There are readers who neglect their work, families and food in order to finish a suspenseful chapter. I belong in that camp. Saar came home from work one winter evening long ago to find only one light on and my head bent over “The Moonstone”. “What's for dinner?” he asked. I looked up bug-eyed and said: “I'm reading a Wilkie Collins novel, and I can't put it down.” He meekly went to put some rice on. Saar himself belongs to the other camp. He reads books when he has the time, when there are no articles to be edited, no younger writers to be horse-whispered, and no old pals on the other end of the phone. He likes his literature at the end of a 10-foot pole, and generally reads news, reportage, writing manuals, essays on journalism, and books about mind, memory and language.

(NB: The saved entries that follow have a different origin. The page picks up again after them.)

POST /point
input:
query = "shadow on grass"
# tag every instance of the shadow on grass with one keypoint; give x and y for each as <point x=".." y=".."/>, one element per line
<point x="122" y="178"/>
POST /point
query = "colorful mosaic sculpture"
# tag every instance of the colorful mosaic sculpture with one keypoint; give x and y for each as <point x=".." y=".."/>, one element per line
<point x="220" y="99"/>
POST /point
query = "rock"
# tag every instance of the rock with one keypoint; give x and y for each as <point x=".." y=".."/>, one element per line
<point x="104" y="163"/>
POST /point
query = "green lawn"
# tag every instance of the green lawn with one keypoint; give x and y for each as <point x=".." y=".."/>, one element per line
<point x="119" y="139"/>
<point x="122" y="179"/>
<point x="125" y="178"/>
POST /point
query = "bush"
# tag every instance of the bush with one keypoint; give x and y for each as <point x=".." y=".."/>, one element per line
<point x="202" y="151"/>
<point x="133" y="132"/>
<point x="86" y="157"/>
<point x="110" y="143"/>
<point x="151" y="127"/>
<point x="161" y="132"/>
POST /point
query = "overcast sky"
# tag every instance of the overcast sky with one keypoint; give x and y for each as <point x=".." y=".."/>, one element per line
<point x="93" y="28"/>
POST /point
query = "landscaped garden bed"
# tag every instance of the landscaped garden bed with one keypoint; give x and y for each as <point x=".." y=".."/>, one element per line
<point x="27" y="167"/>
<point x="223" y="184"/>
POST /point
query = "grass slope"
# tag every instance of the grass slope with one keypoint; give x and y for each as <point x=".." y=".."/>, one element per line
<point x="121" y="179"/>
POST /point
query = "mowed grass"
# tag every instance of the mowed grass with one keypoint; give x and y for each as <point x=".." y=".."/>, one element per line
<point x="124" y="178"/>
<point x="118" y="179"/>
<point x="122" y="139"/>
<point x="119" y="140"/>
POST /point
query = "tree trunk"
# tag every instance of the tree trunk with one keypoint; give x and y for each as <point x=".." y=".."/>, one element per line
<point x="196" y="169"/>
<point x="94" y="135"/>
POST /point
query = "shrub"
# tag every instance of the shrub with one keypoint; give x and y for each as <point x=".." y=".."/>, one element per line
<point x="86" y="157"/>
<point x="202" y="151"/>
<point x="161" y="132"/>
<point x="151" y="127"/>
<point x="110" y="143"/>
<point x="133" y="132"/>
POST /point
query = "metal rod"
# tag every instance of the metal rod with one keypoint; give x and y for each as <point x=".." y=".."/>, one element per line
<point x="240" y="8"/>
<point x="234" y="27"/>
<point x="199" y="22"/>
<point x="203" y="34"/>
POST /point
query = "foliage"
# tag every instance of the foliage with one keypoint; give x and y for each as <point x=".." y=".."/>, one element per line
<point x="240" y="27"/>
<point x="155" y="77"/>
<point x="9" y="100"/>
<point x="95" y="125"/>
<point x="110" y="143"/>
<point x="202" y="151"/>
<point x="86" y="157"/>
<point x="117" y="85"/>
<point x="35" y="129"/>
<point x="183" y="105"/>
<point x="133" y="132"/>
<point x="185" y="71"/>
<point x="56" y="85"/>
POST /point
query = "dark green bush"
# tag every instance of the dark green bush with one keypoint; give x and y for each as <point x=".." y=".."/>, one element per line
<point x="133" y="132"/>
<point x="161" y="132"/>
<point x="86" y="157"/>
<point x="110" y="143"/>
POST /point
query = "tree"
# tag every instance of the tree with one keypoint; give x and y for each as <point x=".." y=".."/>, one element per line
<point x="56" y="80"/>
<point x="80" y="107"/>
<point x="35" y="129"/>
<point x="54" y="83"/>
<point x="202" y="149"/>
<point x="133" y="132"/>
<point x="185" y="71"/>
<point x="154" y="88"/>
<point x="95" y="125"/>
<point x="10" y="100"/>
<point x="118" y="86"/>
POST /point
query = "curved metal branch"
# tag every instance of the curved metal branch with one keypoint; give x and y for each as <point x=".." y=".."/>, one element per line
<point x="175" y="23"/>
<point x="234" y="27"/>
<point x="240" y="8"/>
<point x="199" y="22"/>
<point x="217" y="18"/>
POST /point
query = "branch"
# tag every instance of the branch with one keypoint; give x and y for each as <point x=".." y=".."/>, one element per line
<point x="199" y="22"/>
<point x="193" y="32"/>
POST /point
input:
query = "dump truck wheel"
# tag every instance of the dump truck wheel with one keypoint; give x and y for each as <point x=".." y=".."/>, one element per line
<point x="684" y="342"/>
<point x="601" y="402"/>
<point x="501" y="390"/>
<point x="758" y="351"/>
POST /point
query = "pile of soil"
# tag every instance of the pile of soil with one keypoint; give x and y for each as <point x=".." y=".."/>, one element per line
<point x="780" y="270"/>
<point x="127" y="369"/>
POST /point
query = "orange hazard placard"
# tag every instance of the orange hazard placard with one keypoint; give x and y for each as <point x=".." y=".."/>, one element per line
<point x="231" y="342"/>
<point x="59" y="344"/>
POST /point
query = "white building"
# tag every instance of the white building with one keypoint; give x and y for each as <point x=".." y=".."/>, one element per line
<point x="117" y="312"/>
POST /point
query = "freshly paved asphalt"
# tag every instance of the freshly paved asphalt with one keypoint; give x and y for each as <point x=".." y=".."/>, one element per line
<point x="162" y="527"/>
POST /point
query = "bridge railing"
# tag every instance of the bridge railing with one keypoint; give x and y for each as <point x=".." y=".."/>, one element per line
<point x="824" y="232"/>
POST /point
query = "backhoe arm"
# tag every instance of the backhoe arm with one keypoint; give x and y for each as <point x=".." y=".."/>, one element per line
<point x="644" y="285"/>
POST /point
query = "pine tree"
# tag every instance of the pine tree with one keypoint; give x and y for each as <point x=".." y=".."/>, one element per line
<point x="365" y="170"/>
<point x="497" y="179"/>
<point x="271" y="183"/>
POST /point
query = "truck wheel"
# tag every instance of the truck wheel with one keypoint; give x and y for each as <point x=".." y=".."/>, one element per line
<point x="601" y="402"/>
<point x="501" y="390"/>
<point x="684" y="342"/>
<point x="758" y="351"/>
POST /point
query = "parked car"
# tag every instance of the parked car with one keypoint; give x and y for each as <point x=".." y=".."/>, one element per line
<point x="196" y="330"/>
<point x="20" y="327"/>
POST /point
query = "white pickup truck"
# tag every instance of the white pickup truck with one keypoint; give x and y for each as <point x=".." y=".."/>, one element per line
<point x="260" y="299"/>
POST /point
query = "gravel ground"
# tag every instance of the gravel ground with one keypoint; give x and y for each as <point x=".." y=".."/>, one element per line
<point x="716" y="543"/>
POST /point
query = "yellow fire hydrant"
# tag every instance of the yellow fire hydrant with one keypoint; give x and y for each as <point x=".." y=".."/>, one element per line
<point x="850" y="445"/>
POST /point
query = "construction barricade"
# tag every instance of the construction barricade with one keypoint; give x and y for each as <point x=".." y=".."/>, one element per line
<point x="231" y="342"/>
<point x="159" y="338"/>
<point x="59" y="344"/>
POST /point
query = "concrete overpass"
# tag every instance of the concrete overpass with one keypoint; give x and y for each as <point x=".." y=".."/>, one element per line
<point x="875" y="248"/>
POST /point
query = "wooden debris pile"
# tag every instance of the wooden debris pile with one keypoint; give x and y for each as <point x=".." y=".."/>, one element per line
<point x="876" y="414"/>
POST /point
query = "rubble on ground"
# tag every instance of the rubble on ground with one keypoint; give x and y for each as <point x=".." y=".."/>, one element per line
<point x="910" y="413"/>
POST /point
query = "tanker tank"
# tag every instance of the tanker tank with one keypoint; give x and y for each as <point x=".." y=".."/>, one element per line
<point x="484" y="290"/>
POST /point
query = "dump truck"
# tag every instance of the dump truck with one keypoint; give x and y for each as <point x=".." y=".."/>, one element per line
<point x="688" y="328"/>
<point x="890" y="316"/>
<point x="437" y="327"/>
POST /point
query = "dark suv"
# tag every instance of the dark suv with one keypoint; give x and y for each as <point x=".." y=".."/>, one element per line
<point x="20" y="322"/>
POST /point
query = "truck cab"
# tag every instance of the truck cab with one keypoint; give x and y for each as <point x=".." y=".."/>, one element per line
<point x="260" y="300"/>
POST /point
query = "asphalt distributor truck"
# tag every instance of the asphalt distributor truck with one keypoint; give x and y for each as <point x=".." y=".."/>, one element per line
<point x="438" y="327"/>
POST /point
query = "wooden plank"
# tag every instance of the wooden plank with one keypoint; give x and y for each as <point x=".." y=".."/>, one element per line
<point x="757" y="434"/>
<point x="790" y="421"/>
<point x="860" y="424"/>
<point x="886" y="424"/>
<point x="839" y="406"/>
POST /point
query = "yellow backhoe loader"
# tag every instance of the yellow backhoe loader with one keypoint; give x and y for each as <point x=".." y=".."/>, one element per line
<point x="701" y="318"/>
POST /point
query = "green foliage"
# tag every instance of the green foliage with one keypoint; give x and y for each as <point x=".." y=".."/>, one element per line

But once in a while he gets a proper break that gives him the time to read literature. Two decades ago it was a hairline fracture on his wrist. Saar travelled by chartered bus to the INS building on Parliament Street for a month-and-a-half, and he often got a seat on account of his plaster cast. So he read on his long commute. Back then, most of the books in our house were borrowed from the library. I was on an Anthony Burgess marathon, so that is what Saar had to hand. He read “A Clockwork Orange”, “The Doctor Is Sick”, “The Pianoplayers” and one of the Enderby books. Then he moved on to Alexander Solzhenitsyn's “One Day in the Life of Ivan Denisovitch” and William Golding's “Pincher Martin”. Halfway through “Lord of the Flies”, the wrist healed, and Parliament was into a new session, so Saar set aside his reading.
Now Saar has a fractured foot. We're in a new century now, and he can't escape his cell phone or laptop, but a break is a break. From our present much larger collection of books, he first picked out an old favourite, Roy Peter Clark's “Writing Tools”, to read while waiting for the doctor to look at his foot. Then came “The Glamour of Grammar”. Our shelves are thick with such books (“Usage and Abusage”, “Sin and Syntax”, “Lapsing into a Comma”), but Saar is now gingerly dipping his toe in literature again.
I have put some interesting things in his way, now that he can't escape by way of a brisk walk. He liked Marjane Satrapi's wicked-sexy “Embroideries” and her more sombre “Persepolis”, both about the life of women in Teheran, though he is not likely to overdo the women's lit thing.
Still, when I left my “Pride and Prejudice” out one day, having just got to where Mr. Bennet first calls on Mr. Bingley, Saar picked it up, “to see what all the fuss is about”. Why tussle over a book I have read 30 times, and will read 30 times more? I meekly went to put the rice on.